Webhooks are the second-most-debugged integration surface in any payment platform (behind only "why didn't my payout settle?"). They look simple — POST a JSON body to a customer-supplied URL when something happens — but the production reality is full of nasty edge cases.
This is a battle-tested checklist for shipping a webhook system that survives real customer integrations.
Why webhooks are hard
The basic problem: you're calling code you don't control, on infrastructure you don't control, on someone else's network. Every assumption has to be defensive.
Things that will go wrong:
- The customer's endpoint will be down for 4 hours during a deploy
- The customer's endpoint will return 200 but lose the message
- The customer's endpoint will respond too slowly, your client times out, you don't know if they got it
- The customer's endpoint will return 503 then 200 to a retry, and the customer will process the same event twice
- The customer's endpoint will be replaced and the new one will reject your old signing secret
- The customer's WAF will silently drop your IP
- The customer's TLS will expire on a Saturday
A naïve "fire and forget" webhook implementation gives up on most of these. A production-grade one handles them.

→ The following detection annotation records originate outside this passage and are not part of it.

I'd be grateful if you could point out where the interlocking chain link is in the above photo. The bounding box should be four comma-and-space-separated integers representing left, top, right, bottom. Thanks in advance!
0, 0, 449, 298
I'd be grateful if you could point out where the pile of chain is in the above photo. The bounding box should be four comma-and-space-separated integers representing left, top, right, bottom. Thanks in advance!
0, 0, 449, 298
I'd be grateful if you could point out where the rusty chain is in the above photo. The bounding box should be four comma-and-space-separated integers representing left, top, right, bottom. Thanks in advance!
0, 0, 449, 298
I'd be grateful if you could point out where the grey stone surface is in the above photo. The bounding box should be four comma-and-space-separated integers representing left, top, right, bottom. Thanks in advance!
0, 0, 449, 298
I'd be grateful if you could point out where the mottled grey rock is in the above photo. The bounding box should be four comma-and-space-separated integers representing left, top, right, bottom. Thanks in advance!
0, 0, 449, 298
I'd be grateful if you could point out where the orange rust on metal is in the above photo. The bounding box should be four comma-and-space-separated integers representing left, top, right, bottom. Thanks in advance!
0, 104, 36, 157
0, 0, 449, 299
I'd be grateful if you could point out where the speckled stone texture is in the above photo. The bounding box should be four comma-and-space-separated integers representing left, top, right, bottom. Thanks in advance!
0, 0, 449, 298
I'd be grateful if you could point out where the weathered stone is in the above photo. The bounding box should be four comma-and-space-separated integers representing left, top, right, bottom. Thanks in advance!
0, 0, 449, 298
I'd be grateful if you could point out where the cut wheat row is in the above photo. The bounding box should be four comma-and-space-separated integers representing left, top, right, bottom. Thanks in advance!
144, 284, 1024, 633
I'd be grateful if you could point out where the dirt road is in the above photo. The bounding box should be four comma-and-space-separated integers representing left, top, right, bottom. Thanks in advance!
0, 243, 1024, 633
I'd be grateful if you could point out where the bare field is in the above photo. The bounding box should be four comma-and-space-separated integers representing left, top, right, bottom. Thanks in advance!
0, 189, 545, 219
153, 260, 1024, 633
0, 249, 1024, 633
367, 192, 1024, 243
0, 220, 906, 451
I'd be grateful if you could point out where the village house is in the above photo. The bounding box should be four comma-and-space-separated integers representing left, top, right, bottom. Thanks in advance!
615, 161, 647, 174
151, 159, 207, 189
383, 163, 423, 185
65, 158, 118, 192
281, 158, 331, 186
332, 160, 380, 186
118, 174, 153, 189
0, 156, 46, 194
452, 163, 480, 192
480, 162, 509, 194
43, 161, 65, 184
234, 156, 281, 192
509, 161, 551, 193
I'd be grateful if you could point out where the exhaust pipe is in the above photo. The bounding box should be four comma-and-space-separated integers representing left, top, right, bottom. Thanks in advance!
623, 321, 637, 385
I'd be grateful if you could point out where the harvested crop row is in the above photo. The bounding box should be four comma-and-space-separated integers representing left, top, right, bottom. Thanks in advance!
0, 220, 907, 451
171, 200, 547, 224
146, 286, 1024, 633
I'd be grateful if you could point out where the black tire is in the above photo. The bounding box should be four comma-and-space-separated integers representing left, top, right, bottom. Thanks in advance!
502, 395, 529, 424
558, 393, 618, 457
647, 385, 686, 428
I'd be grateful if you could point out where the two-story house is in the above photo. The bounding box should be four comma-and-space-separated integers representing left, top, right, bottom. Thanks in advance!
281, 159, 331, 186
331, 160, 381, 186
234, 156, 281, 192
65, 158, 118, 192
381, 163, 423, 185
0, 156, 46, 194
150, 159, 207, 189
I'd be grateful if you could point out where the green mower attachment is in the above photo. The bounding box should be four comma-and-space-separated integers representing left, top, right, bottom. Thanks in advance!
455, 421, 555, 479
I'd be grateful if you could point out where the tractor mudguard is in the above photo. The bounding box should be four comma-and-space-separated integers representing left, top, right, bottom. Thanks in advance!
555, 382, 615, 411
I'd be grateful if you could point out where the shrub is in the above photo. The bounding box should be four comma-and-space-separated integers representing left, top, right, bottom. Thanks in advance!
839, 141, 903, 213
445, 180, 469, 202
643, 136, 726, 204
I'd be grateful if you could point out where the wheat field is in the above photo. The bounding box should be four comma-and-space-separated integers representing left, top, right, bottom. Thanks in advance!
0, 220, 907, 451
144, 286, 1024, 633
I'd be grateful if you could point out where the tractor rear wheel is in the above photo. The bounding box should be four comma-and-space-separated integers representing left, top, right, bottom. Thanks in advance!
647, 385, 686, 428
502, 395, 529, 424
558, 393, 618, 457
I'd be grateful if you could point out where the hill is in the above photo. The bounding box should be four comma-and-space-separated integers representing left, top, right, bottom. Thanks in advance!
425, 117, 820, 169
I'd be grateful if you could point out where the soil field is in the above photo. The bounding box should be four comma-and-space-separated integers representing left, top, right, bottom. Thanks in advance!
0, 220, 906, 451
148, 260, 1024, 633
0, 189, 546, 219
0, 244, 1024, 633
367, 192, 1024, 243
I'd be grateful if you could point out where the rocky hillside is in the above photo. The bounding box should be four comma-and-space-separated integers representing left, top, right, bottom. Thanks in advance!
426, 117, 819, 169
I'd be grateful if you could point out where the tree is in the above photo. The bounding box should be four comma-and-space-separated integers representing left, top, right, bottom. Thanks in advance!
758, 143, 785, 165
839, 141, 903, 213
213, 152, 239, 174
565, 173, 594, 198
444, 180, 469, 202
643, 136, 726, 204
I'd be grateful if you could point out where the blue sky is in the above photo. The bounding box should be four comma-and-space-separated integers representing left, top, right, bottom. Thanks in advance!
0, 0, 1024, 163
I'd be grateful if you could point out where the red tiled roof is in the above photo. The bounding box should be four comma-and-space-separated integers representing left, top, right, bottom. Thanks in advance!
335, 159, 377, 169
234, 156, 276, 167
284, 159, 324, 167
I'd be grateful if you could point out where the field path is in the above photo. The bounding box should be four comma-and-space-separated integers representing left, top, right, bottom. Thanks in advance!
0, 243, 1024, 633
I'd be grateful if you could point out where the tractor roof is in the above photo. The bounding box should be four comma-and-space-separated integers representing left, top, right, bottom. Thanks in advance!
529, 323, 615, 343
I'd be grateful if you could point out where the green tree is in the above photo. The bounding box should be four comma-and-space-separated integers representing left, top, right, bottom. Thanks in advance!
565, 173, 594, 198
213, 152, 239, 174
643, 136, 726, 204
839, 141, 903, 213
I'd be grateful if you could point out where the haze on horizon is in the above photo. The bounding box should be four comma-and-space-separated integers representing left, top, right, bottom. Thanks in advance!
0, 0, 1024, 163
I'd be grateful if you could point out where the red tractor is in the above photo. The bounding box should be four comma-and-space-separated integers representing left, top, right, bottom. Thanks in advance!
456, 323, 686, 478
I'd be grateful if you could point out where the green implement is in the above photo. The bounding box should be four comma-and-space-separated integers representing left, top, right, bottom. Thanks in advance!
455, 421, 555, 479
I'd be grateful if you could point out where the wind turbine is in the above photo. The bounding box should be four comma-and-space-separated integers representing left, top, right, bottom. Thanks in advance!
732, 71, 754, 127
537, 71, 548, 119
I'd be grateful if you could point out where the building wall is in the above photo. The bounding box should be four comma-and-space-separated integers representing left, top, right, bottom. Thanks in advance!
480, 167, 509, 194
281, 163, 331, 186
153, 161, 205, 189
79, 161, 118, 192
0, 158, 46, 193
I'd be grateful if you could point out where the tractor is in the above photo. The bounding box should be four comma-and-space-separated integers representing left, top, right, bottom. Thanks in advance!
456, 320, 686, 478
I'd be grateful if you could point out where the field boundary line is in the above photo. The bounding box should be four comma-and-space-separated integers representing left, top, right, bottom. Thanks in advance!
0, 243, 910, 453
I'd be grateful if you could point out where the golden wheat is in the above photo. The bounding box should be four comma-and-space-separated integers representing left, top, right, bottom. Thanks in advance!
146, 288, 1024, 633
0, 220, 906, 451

The non-negotiable features
Every payment-grade webhook system needs:
- At-least-once delivery with explicit retry policy
- HMAC signing of every body
- Stable event IDs so receivers can dedup
- Dead-letter queue for permanently-failed deliveries
- Replay UI for manual recovery
- Per-endpoint health metrics the customer can see
- IP allowlist documentation that's actually accurate
- Sane timeouts (we use 5s, others use 10–30s)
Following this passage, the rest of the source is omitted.